Darren Jones wants to check himself into rehab for an unusual “addiction.” He says he’s so hooked on Diet Coke that he downs 18 cans a day and can’t leave home without it. Judging by his photos in The Daily Mail, all that diet soda hasn’t helped him control his weight, which was edging toward 500 pounds when the pictures were taken.
He’s not alone. Former president Bill Clinton, Victoria Beckham, Elton John and movie moguls Harvey Weinstein and Jeffrey Katzenberg have all admitted to a Diet Coke habit, according to the New York Times.
And then there’s Elisa Zied, a high profile registered dietician with no discernible weight problem and three books and numerous TV appearances to her credit. Last year she confessed to a Diet Coke addiction on Twitter, a deliberate strategy – she said she hoped that “putting it out there would make me accountable”.
The Addiction Question
Surveys show that people who drink these beverages rarely stop with just one.
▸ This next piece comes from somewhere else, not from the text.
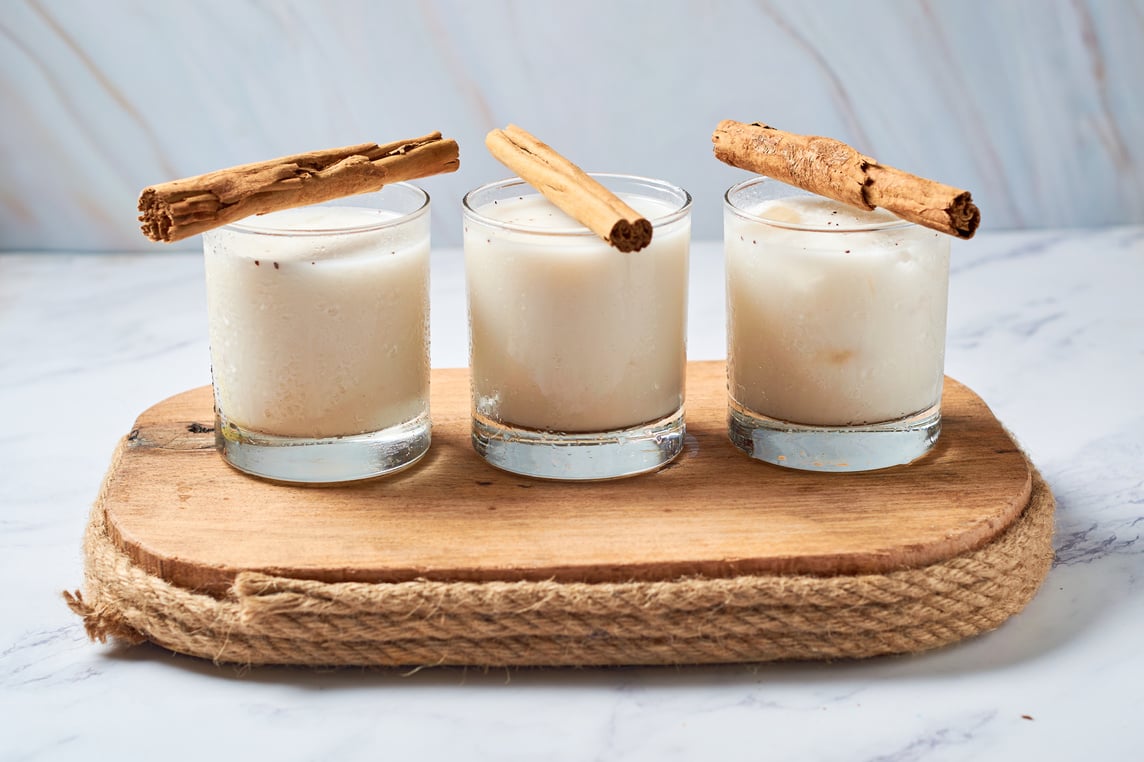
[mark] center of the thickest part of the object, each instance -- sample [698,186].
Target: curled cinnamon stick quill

In fact, the typical consumer of diet sodas downs an average of more than 26 ounces per day, and 3 percent of diet-soda drinkers have at least four per day. But are hardcore diet soda fiends actually hooked?
If there’s anything in diet colas that could be addicting, the most likely suspect is caffeine (although many diet soda guzzlers prefer caffeine-free colas). Besides, comparisons with coffee show that cola can’t deliver the caffeine kick equal to a cup of java. An 8-ounce Diet Coke gives you a measly 47 milligrams of caffeine, compared to 133 in a cup of ordinary coffee and 320 in a Starbucks’ grande.
Insights from Brain Science
Another plausible explanation is habit: diet soda becomes part of daily rituals – a break from work, lunch, watching the news, you name it. And sipping a zero-calorie beverage may not seem to have downside to curb the urge to overindulge.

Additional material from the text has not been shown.